New CBN Rule Limits POS Withdrawals


The Central Bank of Nigeria has quietly introduced a new rule capping how much money POS agents can allow customers to withdraw in a single day, just ₦100,000 per person, while the agents themselves will soon be barred from processing more than ₦1.2 million in total withdrawals each day. The directive, issued in mid-December and published shortly after, aims to clamp down on misuse and fraud in the cash-out ecosystem.


Banks, mobile money operators, and fintech companies are being told to reconfigure their systems immediately. Agent terminals must now be tied to dedicated “float accounts,” all transactions routed via approved agent banking services, and real-time reporting to relevant regulators becomes mandatory.

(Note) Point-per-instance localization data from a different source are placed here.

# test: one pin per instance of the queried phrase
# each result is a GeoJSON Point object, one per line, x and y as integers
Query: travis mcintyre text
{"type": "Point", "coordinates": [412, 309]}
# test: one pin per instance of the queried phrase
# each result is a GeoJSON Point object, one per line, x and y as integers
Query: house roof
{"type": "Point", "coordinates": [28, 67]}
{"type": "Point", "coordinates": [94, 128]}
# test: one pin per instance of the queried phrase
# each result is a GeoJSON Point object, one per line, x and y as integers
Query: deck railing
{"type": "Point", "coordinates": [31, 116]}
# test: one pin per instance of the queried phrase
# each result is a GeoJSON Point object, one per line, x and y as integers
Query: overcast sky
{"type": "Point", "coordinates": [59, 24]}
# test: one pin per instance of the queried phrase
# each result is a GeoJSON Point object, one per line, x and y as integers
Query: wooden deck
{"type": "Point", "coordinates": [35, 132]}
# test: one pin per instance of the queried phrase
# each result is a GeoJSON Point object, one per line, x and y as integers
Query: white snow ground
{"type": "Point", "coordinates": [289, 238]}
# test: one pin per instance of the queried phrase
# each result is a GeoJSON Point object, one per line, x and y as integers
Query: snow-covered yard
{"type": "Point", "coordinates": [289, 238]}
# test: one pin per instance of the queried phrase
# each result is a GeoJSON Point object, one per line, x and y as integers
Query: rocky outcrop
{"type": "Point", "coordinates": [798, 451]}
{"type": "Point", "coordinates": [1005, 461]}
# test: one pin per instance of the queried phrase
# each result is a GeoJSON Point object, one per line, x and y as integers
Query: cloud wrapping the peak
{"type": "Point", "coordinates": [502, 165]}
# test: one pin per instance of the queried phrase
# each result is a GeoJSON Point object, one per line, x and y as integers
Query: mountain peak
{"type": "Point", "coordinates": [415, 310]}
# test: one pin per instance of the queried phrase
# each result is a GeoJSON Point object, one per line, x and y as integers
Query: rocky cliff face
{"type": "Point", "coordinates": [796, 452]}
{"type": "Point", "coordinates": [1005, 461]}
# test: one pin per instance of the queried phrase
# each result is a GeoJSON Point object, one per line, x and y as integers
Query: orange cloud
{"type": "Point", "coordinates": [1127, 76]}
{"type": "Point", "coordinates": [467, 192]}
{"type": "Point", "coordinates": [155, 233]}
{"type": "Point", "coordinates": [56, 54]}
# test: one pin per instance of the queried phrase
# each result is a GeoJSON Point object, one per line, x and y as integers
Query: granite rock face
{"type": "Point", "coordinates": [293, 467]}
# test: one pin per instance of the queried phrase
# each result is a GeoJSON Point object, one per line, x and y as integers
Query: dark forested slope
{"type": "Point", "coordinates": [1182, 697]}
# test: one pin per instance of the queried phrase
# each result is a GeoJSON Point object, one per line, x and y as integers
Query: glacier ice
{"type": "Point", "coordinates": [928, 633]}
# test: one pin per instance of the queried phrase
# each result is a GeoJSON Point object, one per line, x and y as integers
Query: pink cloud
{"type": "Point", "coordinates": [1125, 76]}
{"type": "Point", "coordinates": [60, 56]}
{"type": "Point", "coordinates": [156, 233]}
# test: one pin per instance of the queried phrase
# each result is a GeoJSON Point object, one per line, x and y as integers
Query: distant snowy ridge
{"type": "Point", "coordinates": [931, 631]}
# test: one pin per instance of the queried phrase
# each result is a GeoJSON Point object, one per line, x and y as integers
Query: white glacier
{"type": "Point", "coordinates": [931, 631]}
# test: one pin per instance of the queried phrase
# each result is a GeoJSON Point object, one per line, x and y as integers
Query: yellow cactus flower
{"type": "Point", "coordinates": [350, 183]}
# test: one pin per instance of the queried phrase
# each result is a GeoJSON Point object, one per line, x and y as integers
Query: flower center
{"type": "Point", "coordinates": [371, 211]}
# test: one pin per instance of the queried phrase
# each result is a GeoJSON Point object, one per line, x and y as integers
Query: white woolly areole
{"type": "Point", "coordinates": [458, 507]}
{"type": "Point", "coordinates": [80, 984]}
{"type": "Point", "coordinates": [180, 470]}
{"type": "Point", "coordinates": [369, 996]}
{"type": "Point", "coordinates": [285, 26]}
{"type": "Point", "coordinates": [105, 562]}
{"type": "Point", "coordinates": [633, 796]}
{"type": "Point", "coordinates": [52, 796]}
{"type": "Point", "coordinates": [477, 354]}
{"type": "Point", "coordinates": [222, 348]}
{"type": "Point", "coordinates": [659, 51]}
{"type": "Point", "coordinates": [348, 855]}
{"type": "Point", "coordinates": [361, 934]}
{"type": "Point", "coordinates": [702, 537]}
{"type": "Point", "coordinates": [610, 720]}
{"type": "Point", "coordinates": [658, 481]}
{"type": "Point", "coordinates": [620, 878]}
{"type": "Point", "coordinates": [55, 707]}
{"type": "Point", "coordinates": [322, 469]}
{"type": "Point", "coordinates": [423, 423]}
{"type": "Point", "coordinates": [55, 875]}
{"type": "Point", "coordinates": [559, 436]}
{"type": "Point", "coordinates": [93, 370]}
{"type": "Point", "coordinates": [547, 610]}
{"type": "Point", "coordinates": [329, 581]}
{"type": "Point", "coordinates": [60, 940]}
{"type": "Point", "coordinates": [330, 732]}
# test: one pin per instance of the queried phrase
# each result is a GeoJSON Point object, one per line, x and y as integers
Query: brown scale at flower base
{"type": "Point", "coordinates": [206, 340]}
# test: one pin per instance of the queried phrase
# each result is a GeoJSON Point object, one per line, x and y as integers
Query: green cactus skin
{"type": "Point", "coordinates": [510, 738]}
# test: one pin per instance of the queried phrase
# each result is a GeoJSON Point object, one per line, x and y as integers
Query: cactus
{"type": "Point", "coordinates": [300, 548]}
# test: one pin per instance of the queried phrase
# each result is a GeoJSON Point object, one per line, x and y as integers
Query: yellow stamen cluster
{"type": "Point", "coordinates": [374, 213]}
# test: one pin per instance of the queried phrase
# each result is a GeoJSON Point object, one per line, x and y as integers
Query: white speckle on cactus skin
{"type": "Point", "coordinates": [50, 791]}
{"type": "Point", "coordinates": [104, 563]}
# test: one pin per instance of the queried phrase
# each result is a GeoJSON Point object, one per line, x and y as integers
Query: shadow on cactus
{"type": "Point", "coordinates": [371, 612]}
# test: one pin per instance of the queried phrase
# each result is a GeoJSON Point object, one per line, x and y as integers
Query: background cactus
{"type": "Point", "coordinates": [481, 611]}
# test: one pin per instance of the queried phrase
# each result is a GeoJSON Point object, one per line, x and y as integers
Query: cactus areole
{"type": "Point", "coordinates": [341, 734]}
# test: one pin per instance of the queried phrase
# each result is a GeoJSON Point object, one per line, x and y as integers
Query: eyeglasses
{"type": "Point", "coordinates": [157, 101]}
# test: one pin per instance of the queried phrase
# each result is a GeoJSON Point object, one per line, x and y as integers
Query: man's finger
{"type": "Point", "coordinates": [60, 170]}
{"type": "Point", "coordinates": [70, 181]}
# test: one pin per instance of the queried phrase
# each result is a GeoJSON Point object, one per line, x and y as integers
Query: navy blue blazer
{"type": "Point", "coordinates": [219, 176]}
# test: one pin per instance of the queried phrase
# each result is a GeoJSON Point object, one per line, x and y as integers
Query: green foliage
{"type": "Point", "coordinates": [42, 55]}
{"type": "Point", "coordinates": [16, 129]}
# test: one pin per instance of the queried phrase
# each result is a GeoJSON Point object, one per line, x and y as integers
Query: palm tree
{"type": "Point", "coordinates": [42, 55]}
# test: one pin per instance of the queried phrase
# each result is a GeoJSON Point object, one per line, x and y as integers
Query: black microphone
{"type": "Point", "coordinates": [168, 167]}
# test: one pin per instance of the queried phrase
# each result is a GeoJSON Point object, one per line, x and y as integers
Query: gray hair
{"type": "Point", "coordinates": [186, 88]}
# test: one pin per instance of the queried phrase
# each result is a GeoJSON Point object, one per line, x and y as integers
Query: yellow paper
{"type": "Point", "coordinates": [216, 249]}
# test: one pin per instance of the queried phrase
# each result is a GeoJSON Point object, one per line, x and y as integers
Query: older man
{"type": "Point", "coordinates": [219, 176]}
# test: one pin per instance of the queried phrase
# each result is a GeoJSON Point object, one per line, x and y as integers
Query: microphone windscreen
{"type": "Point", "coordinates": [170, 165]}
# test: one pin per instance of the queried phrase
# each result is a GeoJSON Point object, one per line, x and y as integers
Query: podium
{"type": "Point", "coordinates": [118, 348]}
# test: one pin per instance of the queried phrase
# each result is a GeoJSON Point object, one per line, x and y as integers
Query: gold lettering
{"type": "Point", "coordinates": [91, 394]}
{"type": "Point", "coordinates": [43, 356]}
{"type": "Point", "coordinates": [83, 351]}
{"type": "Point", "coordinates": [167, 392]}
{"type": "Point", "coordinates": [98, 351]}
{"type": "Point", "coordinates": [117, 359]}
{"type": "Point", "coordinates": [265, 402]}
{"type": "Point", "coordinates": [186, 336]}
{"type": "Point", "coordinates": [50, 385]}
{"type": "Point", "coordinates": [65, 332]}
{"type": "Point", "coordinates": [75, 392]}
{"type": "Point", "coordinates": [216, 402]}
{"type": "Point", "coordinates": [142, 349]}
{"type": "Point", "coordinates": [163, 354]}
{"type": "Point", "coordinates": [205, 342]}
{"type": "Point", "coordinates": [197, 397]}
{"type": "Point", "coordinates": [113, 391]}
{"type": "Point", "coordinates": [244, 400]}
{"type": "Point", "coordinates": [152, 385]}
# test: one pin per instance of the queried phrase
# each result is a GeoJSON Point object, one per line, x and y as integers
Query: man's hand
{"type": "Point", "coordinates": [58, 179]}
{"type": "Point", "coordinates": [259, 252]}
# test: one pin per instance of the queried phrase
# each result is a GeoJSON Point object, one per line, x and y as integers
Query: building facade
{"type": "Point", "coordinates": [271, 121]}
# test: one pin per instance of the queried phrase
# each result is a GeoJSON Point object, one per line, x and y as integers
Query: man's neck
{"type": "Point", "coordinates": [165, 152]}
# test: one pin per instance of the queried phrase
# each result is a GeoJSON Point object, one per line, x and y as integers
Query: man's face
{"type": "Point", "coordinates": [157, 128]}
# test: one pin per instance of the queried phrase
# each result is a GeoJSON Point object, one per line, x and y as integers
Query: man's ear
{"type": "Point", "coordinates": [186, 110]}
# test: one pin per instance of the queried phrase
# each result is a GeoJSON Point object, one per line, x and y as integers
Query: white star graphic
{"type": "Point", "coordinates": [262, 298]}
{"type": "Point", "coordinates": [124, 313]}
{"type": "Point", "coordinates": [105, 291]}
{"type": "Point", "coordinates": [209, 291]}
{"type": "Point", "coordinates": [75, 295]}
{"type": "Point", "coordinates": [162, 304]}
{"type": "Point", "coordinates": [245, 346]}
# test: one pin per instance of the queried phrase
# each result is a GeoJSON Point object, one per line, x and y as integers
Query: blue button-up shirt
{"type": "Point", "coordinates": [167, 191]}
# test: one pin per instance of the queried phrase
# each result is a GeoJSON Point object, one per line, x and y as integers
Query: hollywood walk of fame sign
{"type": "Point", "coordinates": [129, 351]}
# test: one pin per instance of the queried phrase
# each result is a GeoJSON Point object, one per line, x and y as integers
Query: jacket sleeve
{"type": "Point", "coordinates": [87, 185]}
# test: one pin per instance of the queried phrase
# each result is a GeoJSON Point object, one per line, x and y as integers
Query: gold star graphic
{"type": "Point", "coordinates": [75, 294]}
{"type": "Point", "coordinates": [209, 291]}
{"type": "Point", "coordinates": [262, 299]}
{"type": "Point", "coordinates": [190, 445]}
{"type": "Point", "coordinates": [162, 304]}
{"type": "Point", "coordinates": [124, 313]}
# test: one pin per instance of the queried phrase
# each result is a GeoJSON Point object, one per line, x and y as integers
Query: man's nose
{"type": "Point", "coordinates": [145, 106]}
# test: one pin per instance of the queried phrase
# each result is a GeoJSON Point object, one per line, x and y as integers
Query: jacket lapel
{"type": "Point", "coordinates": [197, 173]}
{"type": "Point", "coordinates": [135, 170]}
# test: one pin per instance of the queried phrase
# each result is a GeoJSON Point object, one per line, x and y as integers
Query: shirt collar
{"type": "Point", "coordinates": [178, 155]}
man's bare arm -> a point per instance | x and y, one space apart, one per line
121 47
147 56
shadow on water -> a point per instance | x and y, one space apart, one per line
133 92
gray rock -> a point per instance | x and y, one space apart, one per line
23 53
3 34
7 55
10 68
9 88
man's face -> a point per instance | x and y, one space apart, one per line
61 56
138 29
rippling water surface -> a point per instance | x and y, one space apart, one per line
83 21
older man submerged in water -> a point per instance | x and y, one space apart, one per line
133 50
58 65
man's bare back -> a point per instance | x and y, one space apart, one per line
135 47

Agents who breach these limits risk being blacklisted or shut down.


The move responds to growing concerns over how POS machines have been used to facilitate large cash siphons, laundering, and unmonitored movements in the informal economy. In public addresses, CBN officials have framed the change as a push toward greater financial inclusion — reducing cash, encouraging digital alternatives, and protecting both customers and service providers from illicit activity.


The rollout will be gradual. While the individual limit is immediate, full enforcement of the ₦1.2 million cap for agents and other technical provisions — like geo-tagging terminals or exclusivity clauses — is slated for April 2026. For now, everyday users will need to plan around the new ceilings, and agents will have to adapt rapidly to survive under tighter controls.